In a long-raging battle that has been going on for years, Ugandan traders yet again displayed their displeasure over Chinese traders who appear to be beating them in their own local business backyard, writes ALI TWAHA.
By the close of business yesterday, large parts of the busy trading area in Nakasero at the heart of the capital Kampala presented a posture of a ghost town.
For the second day running, traders under their umbrella group, Nakesero Traders Association, refused to open their shops for business as a protest against what some described as government’s laxity in cracking down on the overflow of ‘Chinese and Indians’ in petty trade, which has crowded out many poor Ugandans from making a buck.
The complaints against presumed Chinese and Indian traders engaged in petty trade are not new. But the turn of events of the last two days, where attempts were made to attack some Asians, hit a new low, in what could potentially spark off a diplomatic row between Uganda and its chief paymaster, China.
Caught up in this wreckage could be sensitive sectors such as tourism, where any negative publicity – the story has already made it to the Associated Press where it was picked up by the United Kingdom’s Daily Mail - is bound to scare away potential tourists.
On April 20, the traders carried placards around the market demanding that Chinese and Indian nationals leave the market for ordinary Ugandans.
“It doesn’t make sense for us to buy from them [Chinese and Indians] in the same market and resell to the same customers. This competition is unfair,” Rashid Jamada, a dealer in hardware items at Hardware City House, told The Observer.
“Because they import goods in bulk, they enjoy certain incentives as investors and sell their products at relatively lower prices than us. We decided to protest because that’s the language government understands.”
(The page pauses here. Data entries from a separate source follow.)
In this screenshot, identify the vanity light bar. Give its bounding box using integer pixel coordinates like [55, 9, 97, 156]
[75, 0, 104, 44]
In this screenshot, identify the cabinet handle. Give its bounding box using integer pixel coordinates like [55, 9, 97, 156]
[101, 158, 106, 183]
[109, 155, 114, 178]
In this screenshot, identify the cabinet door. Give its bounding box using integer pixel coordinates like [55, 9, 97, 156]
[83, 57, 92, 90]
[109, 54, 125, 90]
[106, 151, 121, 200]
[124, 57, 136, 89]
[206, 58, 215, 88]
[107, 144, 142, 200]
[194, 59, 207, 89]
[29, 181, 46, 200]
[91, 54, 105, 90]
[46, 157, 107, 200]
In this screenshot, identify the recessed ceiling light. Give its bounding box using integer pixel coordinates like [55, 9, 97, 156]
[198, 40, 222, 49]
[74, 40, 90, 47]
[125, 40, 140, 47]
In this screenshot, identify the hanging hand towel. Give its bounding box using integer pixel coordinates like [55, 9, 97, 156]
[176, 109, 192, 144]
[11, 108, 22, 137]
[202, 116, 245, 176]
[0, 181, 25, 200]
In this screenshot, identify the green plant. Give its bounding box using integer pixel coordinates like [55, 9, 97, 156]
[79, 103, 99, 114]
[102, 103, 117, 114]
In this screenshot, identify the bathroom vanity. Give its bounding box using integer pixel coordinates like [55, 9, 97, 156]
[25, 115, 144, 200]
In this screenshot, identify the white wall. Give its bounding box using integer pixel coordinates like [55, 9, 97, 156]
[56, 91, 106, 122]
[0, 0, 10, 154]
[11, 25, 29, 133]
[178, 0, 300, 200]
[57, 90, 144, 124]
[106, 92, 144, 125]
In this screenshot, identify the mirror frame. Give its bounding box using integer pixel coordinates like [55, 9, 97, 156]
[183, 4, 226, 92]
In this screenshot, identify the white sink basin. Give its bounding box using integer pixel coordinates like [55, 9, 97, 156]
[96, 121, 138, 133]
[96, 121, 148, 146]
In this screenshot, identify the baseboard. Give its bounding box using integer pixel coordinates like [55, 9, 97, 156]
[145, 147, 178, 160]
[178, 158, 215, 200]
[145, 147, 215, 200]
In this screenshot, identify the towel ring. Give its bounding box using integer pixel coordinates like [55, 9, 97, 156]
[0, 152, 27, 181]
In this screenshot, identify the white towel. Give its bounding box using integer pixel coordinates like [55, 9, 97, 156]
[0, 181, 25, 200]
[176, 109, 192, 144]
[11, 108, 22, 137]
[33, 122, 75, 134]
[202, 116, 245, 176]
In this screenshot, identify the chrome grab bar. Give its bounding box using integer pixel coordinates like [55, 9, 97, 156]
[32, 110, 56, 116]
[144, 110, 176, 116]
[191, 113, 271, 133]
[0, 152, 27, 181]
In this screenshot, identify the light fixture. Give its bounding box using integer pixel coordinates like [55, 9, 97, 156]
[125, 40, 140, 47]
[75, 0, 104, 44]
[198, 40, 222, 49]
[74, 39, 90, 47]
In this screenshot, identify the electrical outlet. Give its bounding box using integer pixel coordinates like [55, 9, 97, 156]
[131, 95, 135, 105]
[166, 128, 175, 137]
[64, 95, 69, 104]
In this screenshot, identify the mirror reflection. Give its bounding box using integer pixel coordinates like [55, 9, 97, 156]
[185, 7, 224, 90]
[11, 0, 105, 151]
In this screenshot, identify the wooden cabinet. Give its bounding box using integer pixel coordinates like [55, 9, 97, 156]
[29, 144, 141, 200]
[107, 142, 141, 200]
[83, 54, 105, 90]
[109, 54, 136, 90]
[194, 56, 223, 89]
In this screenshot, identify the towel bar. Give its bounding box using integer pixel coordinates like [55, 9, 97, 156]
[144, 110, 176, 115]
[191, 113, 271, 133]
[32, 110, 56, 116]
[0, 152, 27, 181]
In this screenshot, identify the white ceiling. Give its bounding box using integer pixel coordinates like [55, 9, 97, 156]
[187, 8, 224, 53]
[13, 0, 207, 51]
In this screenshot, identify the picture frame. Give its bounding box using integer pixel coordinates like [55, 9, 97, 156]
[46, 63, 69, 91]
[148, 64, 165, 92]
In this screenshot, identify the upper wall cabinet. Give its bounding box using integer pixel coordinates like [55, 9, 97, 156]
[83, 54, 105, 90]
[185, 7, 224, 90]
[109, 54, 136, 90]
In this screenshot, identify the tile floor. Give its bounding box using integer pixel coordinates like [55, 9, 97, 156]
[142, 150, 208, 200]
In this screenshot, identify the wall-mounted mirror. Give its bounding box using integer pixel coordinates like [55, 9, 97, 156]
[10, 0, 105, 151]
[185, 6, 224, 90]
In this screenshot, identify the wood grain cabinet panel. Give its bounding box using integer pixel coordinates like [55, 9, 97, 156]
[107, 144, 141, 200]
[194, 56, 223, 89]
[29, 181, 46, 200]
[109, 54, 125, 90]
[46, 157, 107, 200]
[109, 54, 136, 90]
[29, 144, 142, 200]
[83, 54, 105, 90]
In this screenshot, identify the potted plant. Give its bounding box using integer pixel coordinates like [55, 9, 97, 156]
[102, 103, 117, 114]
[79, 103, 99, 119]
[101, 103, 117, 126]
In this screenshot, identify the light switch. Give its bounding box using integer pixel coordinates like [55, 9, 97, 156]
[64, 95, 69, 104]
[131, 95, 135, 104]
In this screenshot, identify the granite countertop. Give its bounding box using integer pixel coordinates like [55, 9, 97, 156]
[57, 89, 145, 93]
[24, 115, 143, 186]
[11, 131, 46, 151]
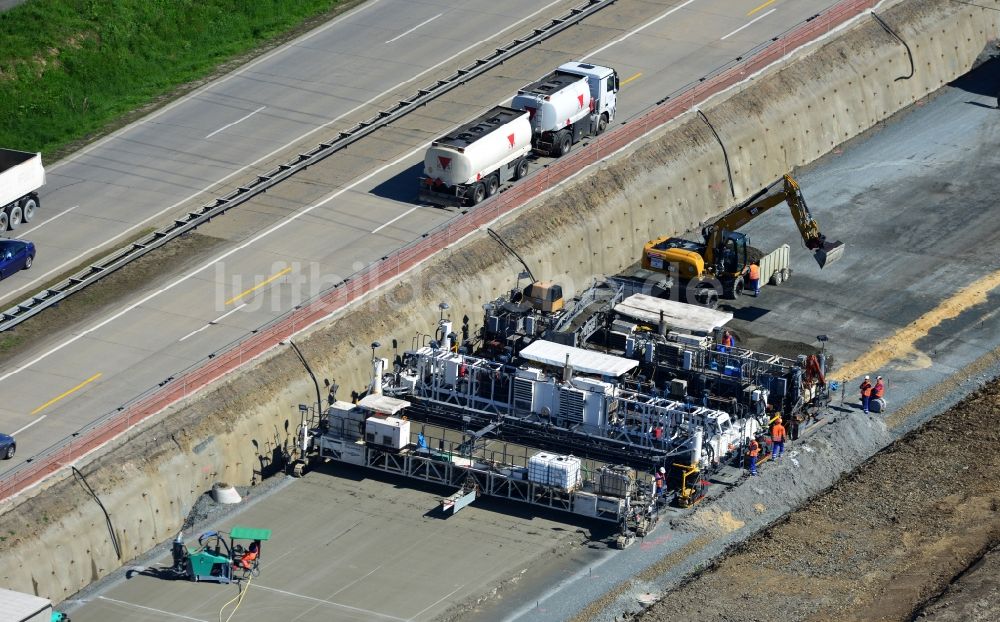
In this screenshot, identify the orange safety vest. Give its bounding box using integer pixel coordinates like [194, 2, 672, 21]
[771, 423, 785, 443]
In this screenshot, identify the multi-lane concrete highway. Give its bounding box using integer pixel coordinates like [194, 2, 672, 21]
[0, 0, 844, 468]
[64, 64, 1000, 622]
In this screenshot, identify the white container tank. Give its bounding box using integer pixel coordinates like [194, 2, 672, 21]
[511, 71, 594, 133]
[528, 452, 582, 492]
[424, 106, 531, 186]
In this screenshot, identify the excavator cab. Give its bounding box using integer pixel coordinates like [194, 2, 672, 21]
[715, 231, 750, 277]
[523, 281, 564, 313]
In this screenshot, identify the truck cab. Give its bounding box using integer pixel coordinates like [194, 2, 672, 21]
[559, 61, 620, 127]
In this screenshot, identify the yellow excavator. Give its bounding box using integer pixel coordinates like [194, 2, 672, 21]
[642, 175, 844, 298]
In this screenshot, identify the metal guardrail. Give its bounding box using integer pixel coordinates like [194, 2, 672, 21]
[0, 0, 879, 500]
[0, 0, 616, 331]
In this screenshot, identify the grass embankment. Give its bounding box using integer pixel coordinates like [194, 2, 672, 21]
[0, 0, 354, 158]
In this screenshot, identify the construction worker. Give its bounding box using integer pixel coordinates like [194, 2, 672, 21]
[233, 540, 260, 570]
[771, 417, 785, 460]
[872, 376, 885, 412]
[750, 261, 760, 298]
[860, 376, 872, 415]
[722, 330, 736, 352]
[747, 438, 760, 477]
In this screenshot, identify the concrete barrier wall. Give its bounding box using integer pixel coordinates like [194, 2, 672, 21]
[0, 0, 1000, 601]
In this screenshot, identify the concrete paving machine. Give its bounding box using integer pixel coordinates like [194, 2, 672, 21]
[172, 527, 271, 583]
[642, 175, 844, 298]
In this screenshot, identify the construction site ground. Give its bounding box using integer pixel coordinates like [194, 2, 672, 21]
[641, 370, 1000, 622]
[58, 24, 1000, 621]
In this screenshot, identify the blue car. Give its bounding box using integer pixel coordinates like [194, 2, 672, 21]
[0, 434, 17, 460]
[0, 240, 35, 279]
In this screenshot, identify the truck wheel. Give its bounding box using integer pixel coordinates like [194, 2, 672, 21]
[597, 112, 608, 135]
[469, 183, 486, 205]
[7, 205, 24, 231]
[514, 158, 528, 180]
[556, 132, 573, 158]
[486, 175, 500, 197]
[21, 197, 38, 222]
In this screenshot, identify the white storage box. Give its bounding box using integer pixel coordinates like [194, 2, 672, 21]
[528, 452, 582, 491]
[365, 417, 410, 449]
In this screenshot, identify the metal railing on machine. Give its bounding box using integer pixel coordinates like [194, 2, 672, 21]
[0, 0, 877, 499]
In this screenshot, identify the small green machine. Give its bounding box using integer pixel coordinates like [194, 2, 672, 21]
[173, 527, 271, 583]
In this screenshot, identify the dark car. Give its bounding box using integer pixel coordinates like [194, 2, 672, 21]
[0, 434, 17, 460]
[0, 240, 35, 279]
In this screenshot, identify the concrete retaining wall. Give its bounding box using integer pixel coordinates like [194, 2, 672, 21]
[0, 0, 1000, 601]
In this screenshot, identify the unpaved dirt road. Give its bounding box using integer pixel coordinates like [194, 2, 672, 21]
[639, 372, 1000, 622]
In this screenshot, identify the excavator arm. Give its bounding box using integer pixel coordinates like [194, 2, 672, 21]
[705, 175, 844, 269]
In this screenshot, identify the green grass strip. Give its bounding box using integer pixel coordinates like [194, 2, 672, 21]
[0, 0, 341, 154]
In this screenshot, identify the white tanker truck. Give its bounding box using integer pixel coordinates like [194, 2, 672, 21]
[0, 148, 45, 233]
[420, 106, 531, 206]
[511, 62, 619, 158]
[419, 62, 618, 206]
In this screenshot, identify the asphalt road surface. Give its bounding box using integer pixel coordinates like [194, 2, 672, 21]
[0, 0, 844, 476]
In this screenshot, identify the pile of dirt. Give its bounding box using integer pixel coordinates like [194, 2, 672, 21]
[641, 381, 1000, 622]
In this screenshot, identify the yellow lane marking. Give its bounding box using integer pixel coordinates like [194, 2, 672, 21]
[747, 0, 776, 17]
[226, 266, 292, 305]
[618, 71, 642, 86]
[830, 270, 1000, 380]
[31, 372, 101, 415]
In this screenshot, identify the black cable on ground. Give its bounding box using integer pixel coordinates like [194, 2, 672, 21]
[872, 11, 916, 82]
[698, 110, 736, 199]
[70, 466, 122, 560]
[486, 227, 535, 283]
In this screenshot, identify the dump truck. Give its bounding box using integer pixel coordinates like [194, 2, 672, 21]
[511, 61, 619, 158]
[642, 175, 844, 298]
[0, 587, 70, 622]
[0, 148, 45, 233]
[419, 106, 531, 207]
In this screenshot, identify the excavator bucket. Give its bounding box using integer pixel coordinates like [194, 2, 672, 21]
[813, 241, 844, 270]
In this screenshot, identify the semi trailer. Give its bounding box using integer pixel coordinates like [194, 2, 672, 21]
[0, 148, 45, 233]
[419, 106, 531, 206]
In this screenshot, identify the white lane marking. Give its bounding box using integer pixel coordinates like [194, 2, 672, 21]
[97, 596, 208, 622]
[177, 302, 247, 341]
[7, 0, 563, 296]
[407, 584, 465, 622]
[253, 583, 408, 622]
[580, 0, 695, 61]
[25, 205, 80, 233]
[11, 415, 48, 436]
[205, 106, 267, 140]
[386, 13, 444, 43]
[719, 9, 778, 41]
[372, 205, 420, 233]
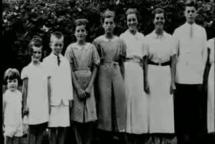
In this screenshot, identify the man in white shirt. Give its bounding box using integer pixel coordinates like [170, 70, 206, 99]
[173, 1, 207, 144]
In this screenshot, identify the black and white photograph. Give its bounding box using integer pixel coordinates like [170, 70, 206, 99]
[1, 0, 215, 144]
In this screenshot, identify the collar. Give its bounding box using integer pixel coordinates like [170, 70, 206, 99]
[152, 30, 167, 39]
[101, 35, 117, 42]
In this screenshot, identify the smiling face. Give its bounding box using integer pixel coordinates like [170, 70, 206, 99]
[103, 17, 115, 34]
[153, 13, 165, 30]
[75, 25, 87, 41]
[7, 78, 18, 91]
[31, 46, 42, 63]
[50, 35, 64, 55]
[184, 6, 197, 24]
[127, 13, 138, 31]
In November last year, the traders say, they engaged the ministry of trade to look into the issue and find a solution to their plight. Those pleas, they say, fell on deaf ears.
“The Chinese are partly to blame for the increase in rent fees by our landlords. They pay several months at once in dollars. So, some landlords will always give shops to them and chase us away,” Harriet Namaganda, another hardware dealer, fumed.
Uganda has attempted to deal with the Chinese influx. In November 2013, the minister of trade, Amelia Kyambadde, issued a directive that required non-Ugandans to seek a certificate of approval from the Uganda Investment Authority to conduct business.
A couple of months ago, the police, acting on a directive of the ministry of Internal Affairs, rounded up a number of Chinese nationals involved in petty trade in Kikuubo and Arirang restaurant in Nakasero. They were found without working permits and thus deported.
Yesterday, the situation around Nakasero market remained tense with police deployed to avoid any destruction of property by the frustrated traders. The traders announced on Wednesday that the strike would last for at least three days if their grievances were not addressed.
Attempts to speak to Chinese traders to share their experience proved futile yesterday as many declined to speak to the press. The Chinese outlets, many of which occupy an entire floor in some of the arcades, deal in hardware products such as tiles, pipes and nails, among others.
Buyers of hardware products who discover the Chinese locations often do not go back to buy from the locals, the traders say. As such, the traders propose that Chinese and Indian traders be restricted to factories or industrial parks, where business is conducted on a large scale.
Youth minister Nakiwala Kiyingi, while assessing the situation at Nakasero, requested the traders to call off their strike as they try to sort out their issues, but the traders declined.
However, Khadija Nakakande, the public relations officer in the ministry of trade, said there will be a meeting with the traders over the matter.
“The minister plans a meeting with them but it will be restricted from the press,” she said.
Muhammad Nsereko, the Kampala Central MP, joined the traders to demonstrate with them. He said: “We have started a campaign to find out how some of these Chinese came here.”
Other MPs accused the directorate of Citizenship and Immigration Control for selling to the Chinese work permits and blamed the Uganda Investment Authority for granting the traders licenses without undertaking proper due diligence.
“Parliament did not allow me to push for a bill that seeks to regulate these investors. I explained that we have to develop a law that makes certain jobs illegal for foreign investors,” Patrick Nsamba, the MP Kassanda North, said on a local TV programme.
WHO IS AN INVESTOR
Information from the Uganda Investment Authority indicates that for one to be considered a foreign investor, he or she requires a minimum investment of $100,000 (nearly Shs 360m). There has been rising concern from experts that the sum set by government is low and that it has partly contributed to the influx of fake investors in the country.
In a recent interview, the new executive director at UIA, Jolly Kaguhangire, said there is need to make a total policy review to streamline the country’s investment climate.
“The review that we are doing is looking at almost everything…I want to know who our investors are at the moment. And how many do we have?” Kaguhangire said.